Most of the column summarises facts on inequality, which are not important to the title and the thesis. Here is the ‘why’ part:
‘A report written by the chief US economist of Standard & Poor’s, and another from Morgan Stanley, agree that inequality is not only rising but having damaging effects on the US economy.
…These reports bring out two economic consequences of rising inequality: weak demand and lagging progress in raising educational levels.
…The economy will not become buoyant again without a redistribution of income towards spenders or the emergence of another source of demand.
…The “secular stagnation” in demand, to which Lawrence Summers, the former US Treasury secretary, has referred, is related to shifts in the distribution of income.’

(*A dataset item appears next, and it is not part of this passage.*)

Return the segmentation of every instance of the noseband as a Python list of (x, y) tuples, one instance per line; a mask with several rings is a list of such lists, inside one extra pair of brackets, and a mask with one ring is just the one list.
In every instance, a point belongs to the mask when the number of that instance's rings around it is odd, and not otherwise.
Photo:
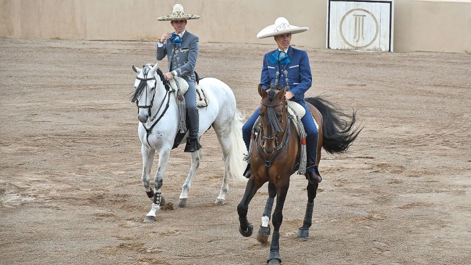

Aha, inequality is a drag because a ‘report’ says so. And the ‘report’ says we have to confiscate the wealth of the rich and give it to the government because the rich, and our economies overall, don’t spend enough. (Except, as reviewed last week, when the rich are spending too much.)
I reviewed the S&P report before. The grand total sum of documentation it offered for this proposition was a quote from Robert Reich, opining that the marginal propensity to consume of the poor was greater than that of the rich. Wolf cites Larry Summers, but if you actually read him, Larry is admirably clear that he has neither model, measurement (of strongly negative ‘natural rate’ of interest), or test; it’s an idea resurrected from a 75 year old speech that he thinks might be worth investigation.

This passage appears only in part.